# 6 month old pure-bread retriever help.



## mshutt (Apr 21, 2007)

Now for her history, her mother is one of the top 10 dogs in america,
her dad, 1 of top 5 dogs in america(dont ask me how the hell you get that award, but the person were training her for, is huge in retrievers)

She's only 6 months old Pure-bread golden retriever. I have tried for a month now on getting her to SIT and STAY, She sits only sometimes, so then i push her butt down and then she stays sitting. When I tell her to STAY, she will only stay when i'm touching her collar.

Then I get her to SIT, tell her to STAY(holding the collar slightly) then throw the bumper after repeatedly saying STAY, she will stay when i hold onto her collar, then i tell her to FETCH THE BIRD, she does it perfectly(not blindly). I repeat the same process, not holding onto her collar, IMMIDIATLY after i toss the bumper, she damn near flies to get it. I've tried holding the collar several times, she gets it that shes not suppose to go, then when i dont hold onto her collar, shes back at not listenign to me.

She is not at all gun shy, and she for some reason jumped into a flooded couly(??) and absoultly loved it, so im not to worried she will be scared of water.

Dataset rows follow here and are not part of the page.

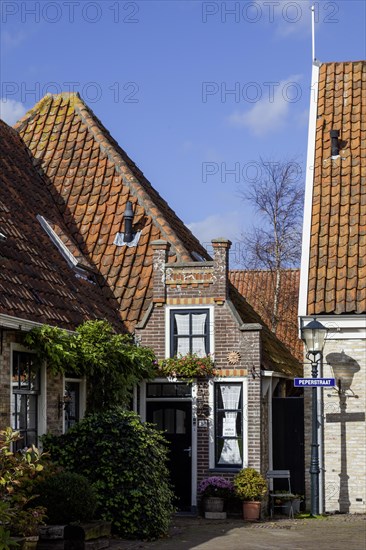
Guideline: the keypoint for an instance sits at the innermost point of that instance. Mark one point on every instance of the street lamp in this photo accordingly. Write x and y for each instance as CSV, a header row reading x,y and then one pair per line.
x,y
313,334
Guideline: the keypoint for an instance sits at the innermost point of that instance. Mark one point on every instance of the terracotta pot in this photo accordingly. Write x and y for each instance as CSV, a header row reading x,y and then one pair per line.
x,y
214,504
251,510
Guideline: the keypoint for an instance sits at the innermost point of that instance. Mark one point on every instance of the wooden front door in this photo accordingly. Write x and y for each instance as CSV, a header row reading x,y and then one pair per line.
x,y
174,418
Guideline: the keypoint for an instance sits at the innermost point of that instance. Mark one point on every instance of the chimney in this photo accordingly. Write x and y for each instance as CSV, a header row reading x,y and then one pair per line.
x,y
334,135
128,217
221,265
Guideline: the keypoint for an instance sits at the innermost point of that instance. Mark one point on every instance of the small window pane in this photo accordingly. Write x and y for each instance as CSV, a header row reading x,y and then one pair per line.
x,y
153,390
199,323
184,390
183,346
181,324
168,390
169,421
181,422
228,424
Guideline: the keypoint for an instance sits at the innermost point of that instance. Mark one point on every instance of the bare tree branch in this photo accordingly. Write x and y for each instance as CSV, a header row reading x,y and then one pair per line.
x,y
275,243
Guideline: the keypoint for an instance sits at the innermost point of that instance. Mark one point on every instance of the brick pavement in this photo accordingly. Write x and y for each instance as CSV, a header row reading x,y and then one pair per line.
x,y
338,532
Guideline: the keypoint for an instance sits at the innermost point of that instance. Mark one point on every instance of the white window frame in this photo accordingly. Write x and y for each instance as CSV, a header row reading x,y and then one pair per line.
x,y
189,307
211,402
42,397
82,397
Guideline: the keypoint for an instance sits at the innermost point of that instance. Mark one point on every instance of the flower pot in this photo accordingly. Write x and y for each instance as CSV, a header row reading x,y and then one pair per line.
x,y
286,506
214,504
251,510
27,543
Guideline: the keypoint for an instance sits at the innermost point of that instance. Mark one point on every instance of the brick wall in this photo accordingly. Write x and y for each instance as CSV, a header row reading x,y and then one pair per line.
x,y
50,400
203,284
344,433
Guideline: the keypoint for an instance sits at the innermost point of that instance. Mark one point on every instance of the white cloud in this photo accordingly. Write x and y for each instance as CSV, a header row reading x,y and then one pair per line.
x,y
11,110
269,114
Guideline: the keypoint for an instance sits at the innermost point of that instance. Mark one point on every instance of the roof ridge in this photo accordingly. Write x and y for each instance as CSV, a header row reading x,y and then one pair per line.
x,y
263,270
119,157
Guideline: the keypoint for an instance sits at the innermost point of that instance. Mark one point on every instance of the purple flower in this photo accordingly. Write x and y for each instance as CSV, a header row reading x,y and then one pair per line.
x,y
215,486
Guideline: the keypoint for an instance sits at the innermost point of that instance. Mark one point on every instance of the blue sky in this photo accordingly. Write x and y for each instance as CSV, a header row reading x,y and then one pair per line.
x,y
195,92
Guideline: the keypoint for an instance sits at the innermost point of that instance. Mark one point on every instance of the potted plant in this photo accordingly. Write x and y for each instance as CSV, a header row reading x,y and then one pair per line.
x,y
18,472
186,366
251,487
214,491
287,504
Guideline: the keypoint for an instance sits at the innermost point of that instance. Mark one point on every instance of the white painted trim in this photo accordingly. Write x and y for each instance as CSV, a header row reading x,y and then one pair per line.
x,y
17,323
211,422
65,252
82,396
211,328
42,396
303,296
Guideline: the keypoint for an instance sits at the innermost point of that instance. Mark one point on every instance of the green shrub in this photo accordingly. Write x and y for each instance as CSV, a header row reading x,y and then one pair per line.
x,y
68,497
125,460
250,485
18,475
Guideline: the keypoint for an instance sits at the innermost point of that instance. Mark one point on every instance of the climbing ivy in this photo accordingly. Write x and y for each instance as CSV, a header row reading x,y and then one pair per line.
x,y
112,363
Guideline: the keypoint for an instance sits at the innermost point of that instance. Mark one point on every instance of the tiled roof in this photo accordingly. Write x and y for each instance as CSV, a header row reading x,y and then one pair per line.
x,y
337,262
36,282
276,355
92,179
257,287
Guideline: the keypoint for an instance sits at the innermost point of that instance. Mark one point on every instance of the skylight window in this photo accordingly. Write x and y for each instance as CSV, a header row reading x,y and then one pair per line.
x,y
81,270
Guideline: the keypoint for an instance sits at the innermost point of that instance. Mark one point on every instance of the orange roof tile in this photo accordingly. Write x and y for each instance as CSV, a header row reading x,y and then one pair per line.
x,y
92,179
257,287
36,281
337,258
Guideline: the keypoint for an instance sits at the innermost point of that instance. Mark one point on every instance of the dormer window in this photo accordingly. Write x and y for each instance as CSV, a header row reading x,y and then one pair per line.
x,y
189,332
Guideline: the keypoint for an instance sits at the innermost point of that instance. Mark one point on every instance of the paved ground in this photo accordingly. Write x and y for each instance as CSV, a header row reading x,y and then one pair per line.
x,y
338,532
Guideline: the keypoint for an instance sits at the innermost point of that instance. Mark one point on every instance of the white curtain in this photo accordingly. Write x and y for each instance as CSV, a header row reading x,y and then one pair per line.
x,y
182,320
230,453
198,327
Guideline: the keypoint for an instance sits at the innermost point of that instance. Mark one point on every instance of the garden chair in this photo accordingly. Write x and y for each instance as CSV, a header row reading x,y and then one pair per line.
x,y
287,494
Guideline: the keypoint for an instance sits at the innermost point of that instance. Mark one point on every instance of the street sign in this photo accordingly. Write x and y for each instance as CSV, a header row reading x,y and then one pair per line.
x,y
314,382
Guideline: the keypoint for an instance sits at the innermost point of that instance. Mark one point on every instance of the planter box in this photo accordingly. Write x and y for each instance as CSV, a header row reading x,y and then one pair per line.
x,y
26,543
86,536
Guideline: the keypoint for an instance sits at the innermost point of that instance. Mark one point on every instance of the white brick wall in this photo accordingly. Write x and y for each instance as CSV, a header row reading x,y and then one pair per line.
x,y
344,443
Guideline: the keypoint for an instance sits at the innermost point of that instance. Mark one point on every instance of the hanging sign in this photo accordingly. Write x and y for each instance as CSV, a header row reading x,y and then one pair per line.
x,y
314,382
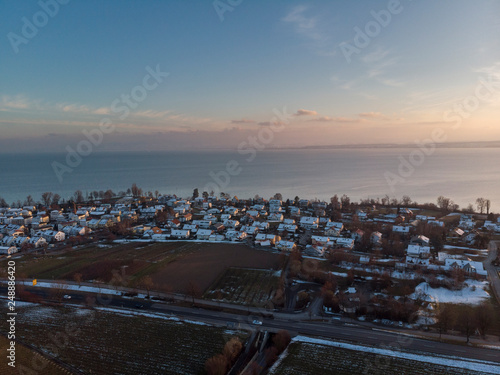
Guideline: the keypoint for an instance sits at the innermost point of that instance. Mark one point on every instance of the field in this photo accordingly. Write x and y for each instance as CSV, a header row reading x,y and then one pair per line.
x,y
244,286
171,265
102,342
311,359
26,357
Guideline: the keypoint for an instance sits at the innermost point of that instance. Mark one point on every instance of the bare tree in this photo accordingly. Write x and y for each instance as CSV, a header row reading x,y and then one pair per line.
x,y
232,349
217,365
444,318
78,278
193,290
406,200
480,204
147,282
484,316
444,203
55,199
465,321
47,198
78,196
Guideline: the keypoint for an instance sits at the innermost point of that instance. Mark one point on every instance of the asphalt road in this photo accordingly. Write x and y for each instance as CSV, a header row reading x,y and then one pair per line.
x,y
340,330
492,270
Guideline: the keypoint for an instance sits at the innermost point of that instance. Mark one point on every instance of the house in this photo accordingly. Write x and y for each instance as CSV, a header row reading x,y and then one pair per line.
x,y
376,238
37,242
231,223
262,225
401,229
216,237
471,268
334,228
315,251
266,239
341,242
357,235
249,229
309,222
203,234
8,250
234,235
231,210
420,240
362,215
186,217
320,240
275,217
291,228
180,233
466,222
418,255
286,245
53,236
192,228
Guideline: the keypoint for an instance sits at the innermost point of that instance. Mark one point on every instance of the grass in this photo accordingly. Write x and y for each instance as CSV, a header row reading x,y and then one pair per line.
x,y
172,266
26,360
244,286
100,342
305,359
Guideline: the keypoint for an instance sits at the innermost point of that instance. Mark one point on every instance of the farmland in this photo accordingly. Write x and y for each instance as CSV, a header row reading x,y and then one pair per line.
x,y
307,358
26,357
102,342
171,266
244,286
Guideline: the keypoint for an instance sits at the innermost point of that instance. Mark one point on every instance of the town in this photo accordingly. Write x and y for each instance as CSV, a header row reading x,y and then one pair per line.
x,y
373,241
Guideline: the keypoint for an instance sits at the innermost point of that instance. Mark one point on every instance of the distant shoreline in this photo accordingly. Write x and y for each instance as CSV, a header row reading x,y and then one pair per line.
x,y
448,145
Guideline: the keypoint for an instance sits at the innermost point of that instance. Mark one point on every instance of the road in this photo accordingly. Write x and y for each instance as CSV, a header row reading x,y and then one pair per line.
x,y
492,271
341,330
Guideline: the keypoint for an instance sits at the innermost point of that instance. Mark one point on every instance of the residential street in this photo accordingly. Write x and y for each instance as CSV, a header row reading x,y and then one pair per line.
x,y
492,270
367,334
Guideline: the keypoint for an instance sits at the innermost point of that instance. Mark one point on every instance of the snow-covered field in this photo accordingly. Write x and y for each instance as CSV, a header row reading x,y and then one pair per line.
x,y
473,293
460,364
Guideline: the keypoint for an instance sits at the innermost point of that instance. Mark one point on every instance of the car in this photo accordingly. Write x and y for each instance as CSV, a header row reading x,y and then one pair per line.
x,y
336,320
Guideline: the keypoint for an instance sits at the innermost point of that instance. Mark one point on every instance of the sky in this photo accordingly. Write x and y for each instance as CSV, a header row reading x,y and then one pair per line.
x,y
167,75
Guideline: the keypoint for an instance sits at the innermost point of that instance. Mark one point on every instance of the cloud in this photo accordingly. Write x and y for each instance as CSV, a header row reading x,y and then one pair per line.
x,y
307,27
303,25
242,121
335,119
305,112
15,102
372,115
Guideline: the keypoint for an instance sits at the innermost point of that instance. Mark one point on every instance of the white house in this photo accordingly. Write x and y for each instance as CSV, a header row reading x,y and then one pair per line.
x,y
263,239
401,229
275,217
376,238
203,234
417,255
7,250
286,245
309,222
180,233
292,228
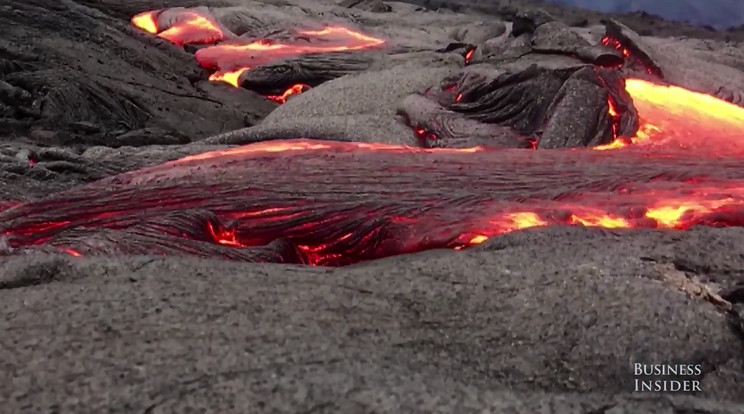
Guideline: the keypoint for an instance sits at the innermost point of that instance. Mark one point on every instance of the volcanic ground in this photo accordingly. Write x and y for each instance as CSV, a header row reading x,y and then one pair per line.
x,y
366,206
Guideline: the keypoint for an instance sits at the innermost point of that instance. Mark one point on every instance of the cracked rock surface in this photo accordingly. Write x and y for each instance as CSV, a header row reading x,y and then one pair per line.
x,y
540,321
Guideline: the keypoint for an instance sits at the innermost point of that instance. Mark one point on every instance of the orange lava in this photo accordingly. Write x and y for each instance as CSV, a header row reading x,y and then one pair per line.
x,y
146,21
674,116
186,27
233,57
292,90
607,41
671,118
231,77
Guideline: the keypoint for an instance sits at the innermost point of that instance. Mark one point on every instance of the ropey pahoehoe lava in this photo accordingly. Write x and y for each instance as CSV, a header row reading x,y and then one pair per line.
x,y
656,156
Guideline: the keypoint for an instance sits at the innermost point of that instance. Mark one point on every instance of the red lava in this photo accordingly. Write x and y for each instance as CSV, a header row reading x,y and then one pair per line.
x,y
232,57
681,132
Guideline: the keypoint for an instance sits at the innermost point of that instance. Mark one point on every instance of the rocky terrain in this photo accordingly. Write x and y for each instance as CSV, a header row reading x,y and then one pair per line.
x,y
345,246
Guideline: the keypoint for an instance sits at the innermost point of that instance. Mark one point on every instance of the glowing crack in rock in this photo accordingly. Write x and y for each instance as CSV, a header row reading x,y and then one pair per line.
x,y
233,56
334,203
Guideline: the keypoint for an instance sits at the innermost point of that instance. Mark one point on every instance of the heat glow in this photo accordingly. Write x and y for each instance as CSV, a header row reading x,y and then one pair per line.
x,y
342,202
234,56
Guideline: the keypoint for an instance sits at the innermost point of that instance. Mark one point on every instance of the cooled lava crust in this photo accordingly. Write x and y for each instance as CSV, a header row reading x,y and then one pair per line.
x,y
609,139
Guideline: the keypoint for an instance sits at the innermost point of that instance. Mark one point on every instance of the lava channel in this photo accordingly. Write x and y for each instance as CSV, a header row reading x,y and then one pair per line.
x,y
230,56
335,203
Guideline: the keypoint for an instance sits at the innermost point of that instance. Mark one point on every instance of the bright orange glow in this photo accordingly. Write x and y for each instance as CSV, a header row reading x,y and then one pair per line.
x,y
671,115
186,27
72,252
231,77
469,55
292,90
235,57
146,21
616,45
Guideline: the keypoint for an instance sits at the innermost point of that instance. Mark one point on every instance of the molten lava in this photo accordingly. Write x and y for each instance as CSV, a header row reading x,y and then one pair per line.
x,y
674,116
292,90
231,58
181,27
335,203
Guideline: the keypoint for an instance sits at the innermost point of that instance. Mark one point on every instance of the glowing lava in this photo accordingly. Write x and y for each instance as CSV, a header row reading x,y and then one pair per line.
x,y
233,57
181,27
293,90
674,116
335,203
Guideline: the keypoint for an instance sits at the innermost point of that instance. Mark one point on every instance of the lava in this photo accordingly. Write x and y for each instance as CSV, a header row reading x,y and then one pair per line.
x,y
674,116
180,26
230,56
231,59
335,203
292,90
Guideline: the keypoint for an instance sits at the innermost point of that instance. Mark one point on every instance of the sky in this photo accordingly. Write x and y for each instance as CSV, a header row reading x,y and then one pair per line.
x,y
720,14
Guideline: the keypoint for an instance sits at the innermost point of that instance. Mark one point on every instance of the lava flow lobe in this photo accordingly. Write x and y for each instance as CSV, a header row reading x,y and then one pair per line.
x,y
230,56
332,203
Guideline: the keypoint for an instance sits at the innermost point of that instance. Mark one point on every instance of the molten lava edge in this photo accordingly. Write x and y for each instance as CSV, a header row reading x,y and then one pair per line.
x,y
335,203
234,56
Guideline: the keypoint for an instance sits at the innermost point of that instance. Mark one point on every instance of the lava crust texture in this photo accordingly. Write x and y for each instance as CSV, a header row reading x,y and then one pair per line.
x,y
596,138
364,206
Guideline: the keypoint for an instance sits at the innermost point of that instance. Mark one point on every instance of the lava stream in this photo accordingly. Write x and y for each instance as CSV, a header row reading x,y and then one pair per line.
x,y
231,58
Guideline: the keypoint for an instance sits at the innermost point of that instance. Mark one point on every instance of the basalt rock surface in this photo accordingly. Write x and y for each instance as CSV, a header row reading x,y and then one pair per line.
x,y
363,251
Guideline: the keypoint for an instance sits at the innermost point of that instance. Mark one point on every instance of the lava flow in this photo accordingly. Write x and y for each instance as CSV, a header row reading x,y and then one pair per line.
x,y
337,203
235,55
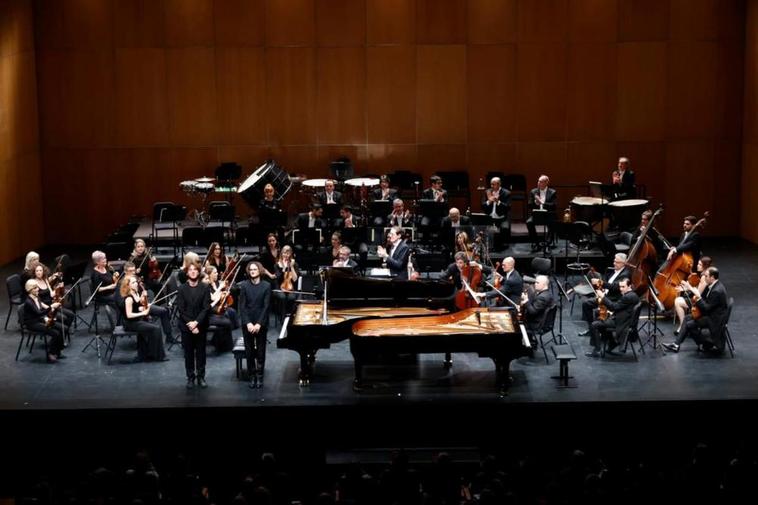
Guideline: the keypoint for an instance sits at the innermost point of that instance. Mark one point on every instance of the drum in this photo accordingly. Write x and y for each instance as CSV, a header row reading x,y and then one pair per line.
x,y
587,208
314,183
187,186
627,213
268,173
362,181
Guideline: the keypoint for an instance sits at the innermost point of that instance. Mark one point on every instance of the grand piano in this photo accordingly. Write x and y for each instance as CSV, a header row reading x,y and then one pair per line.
x,y
490,332
349,298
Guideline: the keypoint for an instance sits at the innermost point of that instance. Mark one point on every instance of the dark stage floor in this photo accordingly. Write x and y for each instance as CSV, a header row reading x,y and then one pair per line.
x,y
85,382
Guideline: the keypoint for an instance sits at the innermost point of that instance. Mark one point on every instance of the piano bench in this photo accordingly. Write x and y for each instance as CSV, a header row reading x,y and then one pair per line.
x,y
239,354
563,354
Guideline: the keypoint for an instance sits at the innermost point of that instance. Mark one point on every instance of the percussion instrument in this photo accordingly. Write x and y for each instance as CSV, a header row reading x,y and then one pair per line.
x,y
314,183
587,208
626,213
362,181
268,173
187,186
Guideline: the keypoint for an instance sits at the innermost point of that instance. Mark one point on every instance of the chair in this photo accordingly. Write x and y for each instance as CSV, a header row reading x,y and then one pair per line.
x,y
632,334
114,332
15,294
31,337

All advice is greatly appreciated, And we(meand my parents)have thought about taking her to a training facility for a week or 2, but i dont think she would have the respect for me like she does now,especially after goin through the stuff at a professional place.


----------



## Goosehunterdog (Jun 12, 2005)

First off "SIT" Means "SIT"....You don't need the term stay!!! I wouldn't let her have the mark if she breaks.I would restrain her and would work obideance.If your having to push at her hind end she hasn't got the "Sit" concept down.Use a heeling stick,pinch collar or a choke chain.Are you following a good program such as Smartworks?


----------



## gonehuntin' (Jul 27, 2006)

It sounds like you have no foundation in retriever training. Retrievers require more pressure than other breeds. Use a stick on her. SIT will be the basis for her entire's life work. No sit, no handling. First obedience train her, then force her, then comes steadying her. You should get a good dvd or book by a modern trainer like Lardy or Graham and FOLLOW THAT PROGRAM TO THE T.


----------



## Gamefinder (Jan 11, 2007)

In order to have a dog that does what you want it to you must Teach it so it understands what you want. It is great to have a puppy that wants to retrieve without this you would have nothing. However right now you need to forget about retrieving for the time being and enroll your dog and more important yourself in a basic obedience class. The dog may need to learn to follow your commands but you need to learn to teach the dog what each command means regardless of distractions. A class will help the two of you and if you follow the instructors program at the end of the basic obedience class (usually 6 - 8 weeks) you pup should be willingly working for you not against you. I very much disagree with the person who says retrievers need pressure. I have had flatcoats and Chesapeakes since 1953 and I don't waste my time with any animal that needs forcing to retrieve or a torture instument around its neck to want to work for me. One needs to bond with any puppy, then positively teach it the basics and you will then be able to channel the enthusiasm to work for you. My dogs work in teams and each year see thosands of birds shot over them. They are steady to flush or shot because they have been taught that this is what I want and if they don't follow my rules then they don't get to do what they want. If you need help finding an obedience class let me know where you are at I can probably find you some contacts that can help. Just remember you have a puppy and don't expect a puppy to be an adult and don't expect any animal to be a perfect machine. Control will come as you gain experience and the dogs will improve as you learn more.


----------



## taddy1340 (Dec 10, 2004)

> Just remember you have a puppy and don't expect a puppy to be an adult and don't expect any animal to be a perfect machine. Control will come as you gain experience and the dogs will improve as you learn more.


That about sums it up! :beer:


----------



## Goosehunterdog (Jun 12, 2005)

Gamefinder said:


> I very much disagree with the person who says retrievers need pressure. I have had flatcoats and Chesapeakes since 1953 and I don't waste my time with any animal that needs forcing to retrieve or a torture instument around its neck to want to work for me. .


I agree with the bond but using a pinch collar,choke chain,and even an e-collar isn't torture if you know how to use them correctly and can be an effective tool if not used in anger and used the right way.I also agree that OB classes are GREAT and I wish you were closer.There are great DVD'S on the market that walk you through everything that you would need to know as well.


----------